展示会では名刺を多く獲得しているにもかかわらず、その後の商談につながらないケースは少なくありません。その背景には、以下のような3つの典型的な落とし穴があります。

1.ブース訪問数が伸びない|事前集客とブース設計が機能していない

展示会前の告知不足や、ブースの設計・導線の工夫が足りないと、見込み客がそもそもブースに足を運んでくれません。製品の魅力や差別化ポイントを強調できない展示や、通り過ぎてしまうようなレイアウトでは、貴重な出会いのチャンスを逃してしまいます。

2.有効なリードを見極められていない|ヒアリング・記録の質が不足

展示会では名刺が多く集まると「ひとまず成功」と感じやすいですが、その場でヒアリングや温度感を把握できていないと、多くの名刺の中から「有効なリード」を適切に選り分けることができません。

「誰が」「何に興味を持って」「どの程度の検討意欲があるのか」を記録しておかないと、後日のフォローが属人的・場当たり的になり、商談の機会を逃してしまいます。

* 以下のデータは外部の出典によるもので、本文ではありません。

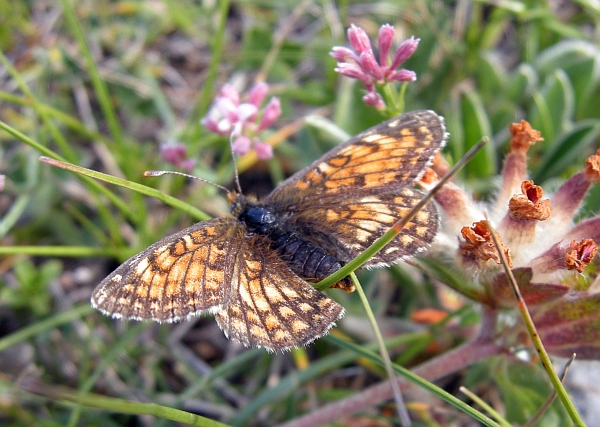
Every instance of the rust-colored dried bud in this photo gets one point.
(529, 205)
(523, 136)
(591, 170)
(429, 177)
(439, 164)
(480, 244)
(579, 254)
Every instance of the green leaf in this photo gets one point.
(476, 125)
(567, 149)
(524, 389)
(570, 325)
(522, 83)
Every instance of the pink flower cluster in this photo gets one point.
(243, 121)
(361, 63)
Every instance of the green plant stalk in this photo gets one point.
(421, 382)
(385, 356)
(486, 407)
(46, 151)
(536, 417)
(90, 400)
(291, 382)
(148, 191)
(389, 235)
(107, 359)
(535, 338)
(58, 251)
(44, 325)
(97, 82)
(14, 213)
(280, 38)
(56, 134)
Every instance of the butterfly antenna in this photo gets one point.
(235, 171)
(149, 174)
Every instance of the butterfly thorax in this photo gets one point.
(304, 257)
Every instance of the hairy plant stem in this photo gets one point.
(478, 349)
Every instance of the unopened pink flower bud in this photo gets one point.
(231, 93)
(257, 93)
(263, 150)
(353, 71)
(385, 39)
(359, 39)
(370, 66)
(271, 114)
(246, 111)
(241, 145)
(375, 100)
(404, 51)
(402, 76)
(342, 54)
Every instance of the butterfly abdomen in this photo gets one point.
(304, 257)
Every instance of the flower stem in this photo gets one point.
(535, 338)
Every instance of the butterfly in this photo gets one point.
(250, 268)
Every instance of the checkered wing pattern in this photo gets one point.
(382, 159)
(271, 306)
(215, 267)
(351, 226)
(183, 275)
(353, 194)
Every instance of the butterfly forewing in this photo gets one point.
(271, 306)
(182, 275)
(352, 225)
(384, 158)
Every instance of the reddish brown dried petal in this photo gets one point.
(579, 254)
(479, 244)
(591, 170)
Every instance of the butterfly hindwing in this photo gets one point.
(271, 306)
(183, 275)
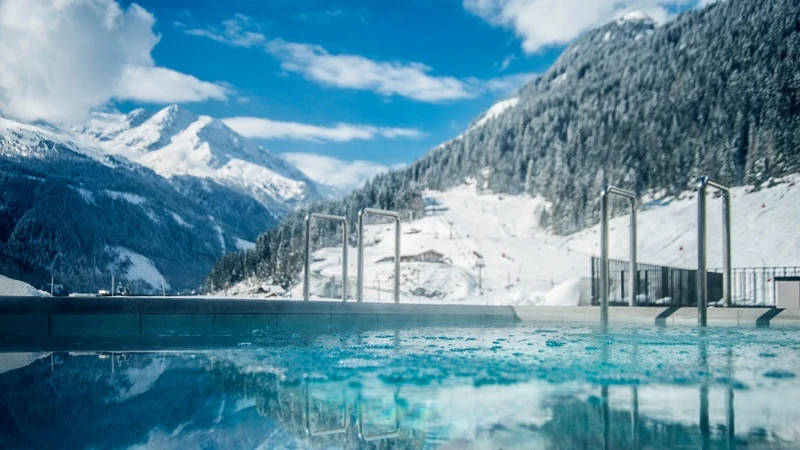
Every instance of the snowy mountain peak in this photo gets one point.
(174, 142)
(638, 17)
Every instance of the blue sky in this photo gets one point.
(371, 80)
(403, 32)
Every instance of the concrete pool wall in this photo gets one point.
(132, 316)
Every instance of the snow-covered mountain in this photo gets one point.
(176, 143)
(153, 200)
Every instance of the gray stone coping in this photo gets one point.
(149, 316)
(664, 316)
(156, 316)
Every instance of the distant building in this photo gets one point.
(271, 290)
(426, 256)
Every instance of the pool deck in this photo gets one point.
(153, 316)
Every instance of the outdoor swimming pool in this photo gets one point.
(509, 387)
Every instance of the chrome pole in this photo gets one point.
(397, 261)
(345, 248)
(634, 276)
(360, 262)
(632, 281)
(702, 288)
(726, 248)
(604, 257)
(307, 267)
(360, 282)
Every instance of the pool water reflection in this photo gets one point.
(444, 388)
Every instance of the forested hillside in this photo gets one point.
(714, 92)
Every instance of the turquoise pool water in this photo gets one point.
(521, 387)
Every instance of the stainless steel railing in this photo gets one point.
(702, 286)
(360, 282)
(307, 268)
(604, 195)
(327, 431)
(378, 436)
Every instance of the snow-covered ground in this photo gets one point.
(132, 266)
(14, 288)
(525, 264)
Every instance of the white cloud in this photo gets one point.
(160, 85)
(255, 127)
(507, 62)
(62, 58)
(237, 31)
(506, 85)
(542, 23)
(343, 176)
(412, 80)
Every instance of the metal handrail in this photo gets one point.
(327, 431)
(307, 267)
(360, 283)
(702, 287)
(376, 437)
(604, 195)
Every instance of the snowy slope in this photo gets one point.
(525, 264)
(14, 288)
(174, 142)
(495, 110)
(125, 214)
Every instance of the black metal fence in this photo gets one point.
(656, 285)
(755, 286)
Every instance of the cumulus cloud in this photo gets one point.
(255, 127)
(62, 58)
(542, 23)
(239, 31)
(343, 176)
(159, 85)
(412, 80)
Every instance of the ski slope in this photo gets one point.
(525, 264)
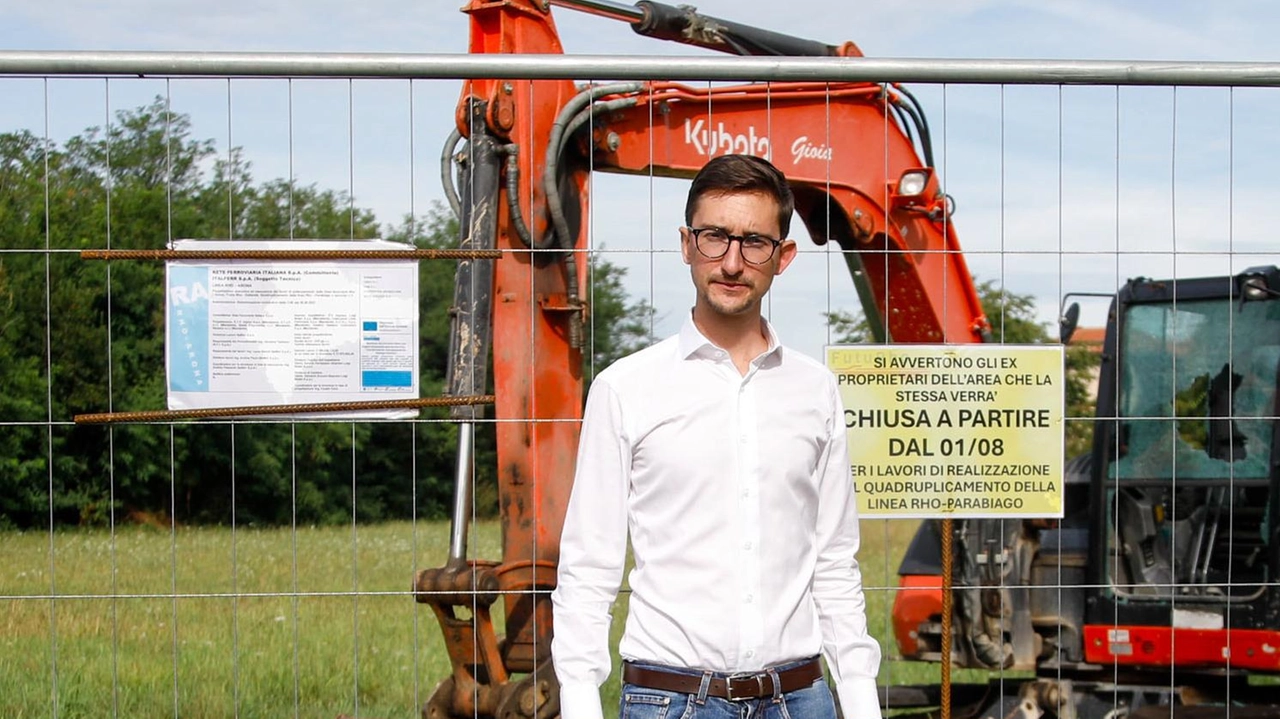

3.商談につながらない|初動対応とフォロー体制が未整備

展示会後の対応が後手に回り、せっかくのリードが「塩漬け」になってしまうケースも多く見られます。特に、展示会終了後1週間以内は重要な期間。しかし、最も差がつくのは翌営業日の初動です。初動対応の遅れが、商談化率に大きな差を生みます。

商談数を伸ばすための3つの要素|訪問数×獲得率×商談化率

これらの課題を解決し、商談数を最大化するには、以下の数式を意識する必要があります。

商談数=ブース訪問数×リード獲得率×商談化率「訪問数・獲得率・商談化率」、この3つの要素を軸に対策することが、前述した「商談につながらない3つの理由」の解決となり、成果につながる展示会運営を実現します。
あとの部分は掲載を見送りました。